Mrs Armitage is onto her fourth marriage. She marries Jake against her father’s wishes – he doesn’t earn enough and against his father’s – he’s too weak to be a husband. She takes with her an army of children into the marriage. We are never told how many she has but enough to have had some taken away from her. Her friend Philpot comes stay and Mrs Armitage is convinced she has had relations with her husband , although Jake does deny it. As Jake’s career has a playwright takes off – he works long hours and soon becomes the next big thing on everyone’s lips – Mrs Armitage sinks into a depression. No longer is she the motherly figure in the house or spends her days cleaning and cooking, as money is no longer an object they have staff to do this. She feels she has no purpose something Jake doesn’t seem to understand. She speaks to her doctor who decides to give her some pills for ‘her little weeps’.

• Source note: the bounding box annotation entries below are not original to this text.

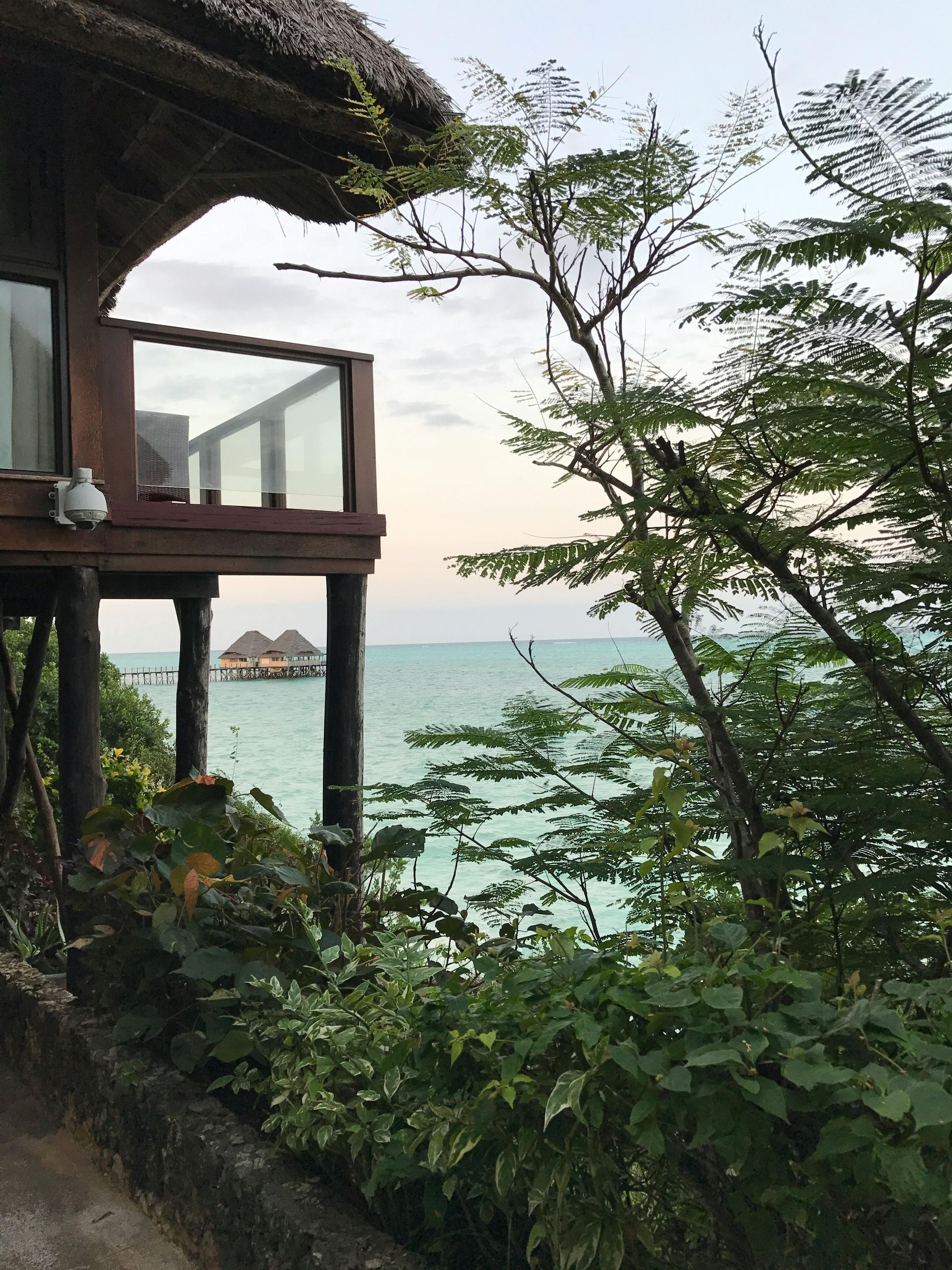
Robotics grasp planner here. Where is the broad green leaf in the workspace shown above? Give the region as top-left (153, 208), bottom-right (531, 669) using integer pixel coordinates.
top-left (862, 1089), bottom-right (911, 1120)
top-left (247, 785), bottom-right (288, 824)
top-left (707, 922), bottom-right (750, 949)
top-left (178, 948), bottom-right (241, 983)
top-left (169, 1032), bottom-right (208, 1076)
top-left (113, 1006), bottom-right (165, 1045)
top-left (780, 1058), bottom-right (853, 1089)
top-left (212, 1027), bottom-right (255, 1063)
top-left (657, 1067), bottom-right (691, 1093)
top-left (684, 1045), bottom-right (744, 1067)
top-left (495, 1147), bottom-right (515, 1197)
top-left (737, 1076), bottom-right (787, 1120)
top-left (909, 1081), bottom-right (952, 1129)
top-left (598, 1216), bottom-right (625, 1270)
top-left (701, 984), bottom-right (744, 1010)
top-left (542, 1071), bottom-right (589, 1130)
top-left (152, 899), bottom-right (179, 926)
top-left (608, 1045), bottom-right (641, 1076)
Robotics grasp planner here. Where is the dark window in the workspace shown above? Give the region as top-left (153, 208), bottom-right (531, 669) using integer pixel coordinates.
top-left (0, 109), bottom-right (33, 239)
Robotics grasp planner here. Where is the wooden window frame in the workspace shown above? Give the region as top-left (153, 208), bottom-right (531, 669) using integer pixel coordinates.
top-left (0, 256), bottom-right (70, 483)
top-left (99, 318), bottom-right (385, 537)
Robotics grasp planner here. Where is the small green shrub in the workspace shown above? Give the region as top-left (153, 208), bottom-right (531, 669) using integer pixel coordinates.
top-left (68, 772), bottom-right (354, 1072)
top-left (218, 922), bottom-right (952, 1270)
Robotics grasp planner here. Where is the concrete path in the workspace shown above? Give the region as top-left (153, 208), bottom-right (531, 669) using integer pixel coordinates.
top-left (0, 1066), bottom-right (195, 1270)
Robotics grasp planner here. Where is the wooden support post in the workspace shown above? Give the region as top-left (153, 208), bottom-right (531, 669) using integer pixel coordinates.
top-left (175, 599), bottom-right (212, 781)
top-left (0, 624), bottom-right (63, 889)
top-left (0, 594), bottom-right (56, 821)
top-left (0, 596), bottom-right (6, 789)
top-left (324, 573), bottom-right (367, 909)
top-left (56, 565), bottom-right (105, 860)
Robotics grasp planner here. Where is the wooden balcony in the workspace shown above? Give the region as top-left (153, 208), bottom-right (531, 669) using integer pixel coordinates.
top-left (0, 319), bottom-right (386, 574)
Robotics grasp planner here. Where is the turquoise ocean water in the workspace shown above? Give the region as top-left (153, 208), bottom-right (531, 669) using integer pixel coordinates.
top-left (111, 639), bottom-right (670, 930)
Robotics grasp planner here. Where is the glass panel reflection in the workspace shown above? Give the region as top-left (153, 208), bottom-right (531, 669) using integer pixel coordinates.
top-left (134, 339), bottom-right (344, 512)
top-left (0, 278), bottom-right (57, 472)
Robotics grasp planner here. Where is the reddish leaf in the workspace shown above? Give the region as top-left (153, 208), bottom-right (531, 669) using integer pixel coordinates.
top-left (185, 851), bottom-right (221, 878)
top-left (169, 865), bottom-right (189, 895)
top-left (184, 869), bottom-right (202, 917)
top-left (89, 833), bottom-right (109, 873)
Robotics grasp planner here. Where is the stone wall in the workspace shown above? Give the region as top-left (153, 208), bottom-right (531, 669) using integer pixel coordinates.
top-left (0, 954), bottom-right (424, 1270)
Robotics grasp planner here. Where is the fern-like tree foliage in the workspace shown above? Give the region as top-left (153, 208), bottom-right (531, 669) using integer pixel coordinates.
top-left (279, 30), bottom-right (952, 955)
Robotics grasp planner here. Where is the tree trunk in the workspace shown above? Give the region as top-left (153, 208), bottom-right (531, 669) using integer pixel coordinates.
top-left (0, 596), bottom-right (6, 789)
top-left (56, 565), bottom-right (105, 861)
top-left (0, 626), bottom-right (63, 899)
top-left (324, 574), bottom-right (367, 931)
top-left (0, 594), bottom-right (56, 819)
top-left (175, 599), bottom-right (212, 781)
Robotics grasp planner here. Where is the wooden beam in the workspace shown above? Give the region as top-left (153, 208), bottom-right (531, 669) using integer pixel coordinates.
top-left (63, 75), bottom-right (103, 479)
top-left (56, 565), bottom-right (105, 860)
top-left (324, 573), bottom-right (367, 930)
top-left (0, 588), bottom-right (56, 821)
top-left (175, 599), bottom-right (212, 781)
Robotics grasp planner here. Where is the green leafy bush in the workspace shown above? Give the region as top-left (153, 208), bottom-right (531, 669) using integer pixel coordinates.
top-left (68, 763), bottom-right (354, 1072)
top-left (223, 922), bottom-right (952, 1270)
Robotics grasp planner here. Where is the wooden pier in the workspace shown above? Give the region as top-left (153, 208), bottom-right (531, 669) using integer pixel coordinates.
top-left (119, 662), bottom-right (325, 687)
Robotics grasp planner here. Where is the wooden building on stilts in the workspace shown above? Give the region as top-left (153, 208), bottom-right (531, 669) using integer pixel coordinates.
top-left (0, 0), bottom-right (449, 924)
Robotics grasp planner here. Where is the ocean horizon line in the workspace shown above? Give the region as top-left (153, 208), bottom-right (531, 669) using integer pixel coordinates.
top-left (103, 635), bottom-right (655, 657)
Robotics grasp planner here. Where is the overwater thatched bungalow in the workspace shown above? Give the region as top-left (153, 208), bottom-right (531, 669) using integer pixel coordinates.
top-left (218, 630), bottom-right (325, 678)
top-left (0, 0), bottom-right (449, 894)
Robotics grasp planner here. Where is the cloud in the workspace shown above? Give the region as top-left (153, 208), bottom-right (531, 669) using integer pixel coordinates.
top-left (386, 401), bottom-right (480, 428)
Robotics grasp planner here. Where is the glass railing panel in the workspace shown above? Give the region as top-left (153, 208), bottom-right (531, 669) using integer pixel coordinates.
top-left (134, 339), bottom-right (344, 512)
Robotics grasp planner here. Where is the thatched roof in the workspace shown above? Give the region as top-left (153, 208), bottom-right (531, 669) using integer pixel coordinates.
top-left (0, 0), bottom-right (451, 306)
top-left (268, 630), bottom-right (321, 657)
top-left (221, 631), bottom-right (272, 657)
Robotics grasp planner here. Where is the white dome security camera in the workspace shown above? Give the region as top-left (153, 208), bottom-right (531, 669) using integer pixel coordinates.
top-left (50, 467), bottom-right (109, 530)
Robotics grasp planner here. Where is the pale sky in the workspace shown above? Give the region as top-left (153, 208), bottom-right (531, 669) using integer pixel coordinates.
top-left (102, 0), bottom-right (952, 653)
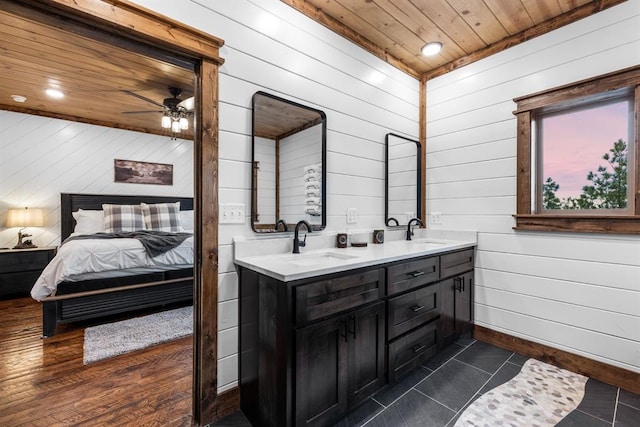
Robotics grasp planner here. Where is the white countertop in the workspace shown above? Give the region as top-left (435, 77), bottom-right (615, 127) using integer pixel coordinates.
top-left (234, 232), bottom-right (476, 282)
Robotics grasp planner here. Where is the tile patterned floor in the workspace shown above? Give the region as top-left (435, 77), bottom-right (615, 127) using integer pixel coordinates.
top-left (212, 338), bottom-right (640, 427)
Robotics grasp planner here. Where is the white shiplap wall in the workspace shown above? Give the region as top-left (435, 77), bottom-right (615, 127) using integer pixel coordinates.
top-left (0, 110), bottom-right (193, 247)
top-left (130, 0), bottom-right (419, 391)
top-left (427, 0), bottom-right (640, 372)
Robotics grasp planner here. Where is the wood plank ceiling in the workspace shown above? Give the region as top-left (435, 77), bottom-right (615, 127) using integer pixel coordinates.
top-left (0, 1), bottom-right (195, 139)
top-left (0, 0), bottom-right (624, 138)
top-left (281, 0), bottom-right (625, 80)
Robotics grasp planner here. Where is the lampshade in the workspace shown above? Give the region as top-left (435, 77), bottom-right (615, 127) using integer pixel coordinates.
top-left (7, 208), bottom-right (44, 227)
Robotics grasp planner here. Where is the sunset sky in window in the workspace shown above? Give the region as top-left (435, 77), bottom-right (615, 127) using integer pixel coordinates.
top-left (542, 100), bottom-right (629, 199)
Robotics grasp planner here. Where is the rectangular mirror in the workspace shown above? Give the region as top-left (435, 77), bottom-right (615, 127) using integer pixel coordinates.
top-left (384, 133), bottom-right (422, 226)
top-left (251, 92), bottom-right (327, 233)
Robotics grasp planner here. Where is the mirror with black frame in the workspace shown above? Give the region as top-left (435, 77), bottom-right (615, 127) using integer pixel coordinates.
top-left (384, 133), bottom-right (422, 227)
top-left (251, 91), bottom-right (327, 233)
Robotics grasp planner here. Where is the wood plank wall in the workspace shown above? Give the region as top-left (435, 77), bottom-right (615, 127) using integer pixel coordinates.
top-left (427, 0), bottom-right (640, 372)
top-left (128, 0), bottom-right (420, 391)
top-left (0, 110), bottom-right (193, 247)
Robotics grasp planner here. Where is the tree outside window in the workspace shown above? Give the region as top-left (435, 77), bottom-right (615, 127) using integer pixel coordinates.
top-left (514, 66), bottom-right (640, 234)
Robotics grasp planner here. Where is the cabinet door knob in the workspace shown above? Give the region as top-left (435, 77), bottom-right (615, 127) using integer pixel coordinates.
top-left (349, 316), bottom-right (356, 340)
top-left (411, 304), bottom-right (424, 313)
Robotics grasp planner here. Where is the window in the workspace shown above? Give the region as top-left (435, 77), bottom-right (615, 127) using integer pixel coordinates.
top-left (514, 67), bottom-right (640, 233)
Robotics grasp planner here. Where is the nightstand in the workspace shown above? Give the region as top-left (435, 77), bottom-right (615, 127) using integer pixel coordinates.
top-left (0, 247), bottom-right (57, 299)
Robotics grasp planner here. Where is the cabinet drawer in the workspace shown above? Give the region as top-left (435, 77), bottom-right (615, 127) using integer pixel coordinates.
top-left (0, 251), bottom-right (51, 273)
top-left (387, 284), bottom-right (440, 340)
top-left (389, 321), bottom-right (438, 382)
top-left (293, 269), bottom-right (384, 324)
top-left (387, 256), bottom-right (440, 295)
top-left (440, 249), bottom-right (473, 277)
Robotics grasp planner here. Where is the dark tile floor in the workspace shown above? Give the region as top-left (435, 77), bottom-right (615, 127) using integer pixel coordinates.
top-left (213, 338), bottom-right (640, 427)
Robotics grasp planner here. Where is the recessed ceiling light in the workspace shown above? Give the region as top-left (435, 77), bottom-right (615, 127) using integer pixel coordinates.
top-left (44, 88), bottom-right (64, 99)
top-left (421, 42), bottom-right (442, 56)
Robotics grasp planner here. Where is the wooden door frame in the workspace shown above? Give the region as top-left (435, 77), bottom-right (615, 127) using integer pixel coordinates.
top-left (7, 0), bottom-right (224, 425)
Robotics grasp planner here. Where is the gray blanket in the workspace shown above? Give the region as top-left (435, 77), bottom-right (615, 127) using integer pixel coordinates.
top-left (62, 230), bottom-right (193, 258)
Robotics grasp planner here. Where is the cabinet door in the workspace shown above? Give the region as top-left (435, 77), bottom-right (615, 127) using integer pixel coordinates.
top-left (455, 272), bottom-right (473, 335)
top-left (296, 316), bottom-right (349, 426)
top-left (347, 302), bottom-right (385, 406)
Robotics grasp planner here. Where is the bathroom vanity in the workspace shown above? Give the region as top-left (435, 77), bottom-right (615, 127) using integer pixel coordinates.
top-left (235, 239), bottom-right (475, 426)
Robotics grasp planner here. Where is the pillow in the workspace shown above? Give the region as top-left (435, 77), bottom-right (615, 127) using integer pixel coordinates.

Life isn’t kind to Mrs Armitage as she learns her father has died and discovers she is pregnant. Her mother, horrified that her daughter is pregnant for the umpteenth time voices her disgust. Jake also appalled, requests that she have a termination which she undergoes. Everyone around her moans at her for wanting more children but if she has no job, nothing to do in the house and an emptiness inside her is it any wonder she wants to find some sort of purpose in life through wanting to bear children.
She soon discovers that Jake has been having a longstanding affair with their mutual friend Beth and soon the truth about his dalliance with Philpot comes tumbling out.
The Pumpkin Eater is a dark take on the trappings of a domestic life where men trivialise the need for a woman’s sense of being and purpose – to highlight this Mortimer doesn’t even let us know the narrator’s first name. To men women just need to be there they do not need to do or have a sense of entitlement.
I think when reading shorter novels I need to accept that the plot isn’t going to be full of action and perhaps is more a psychological journey. The Pumpkin Eater has stood the test of time for over fifty years and will surely do so for another fifty.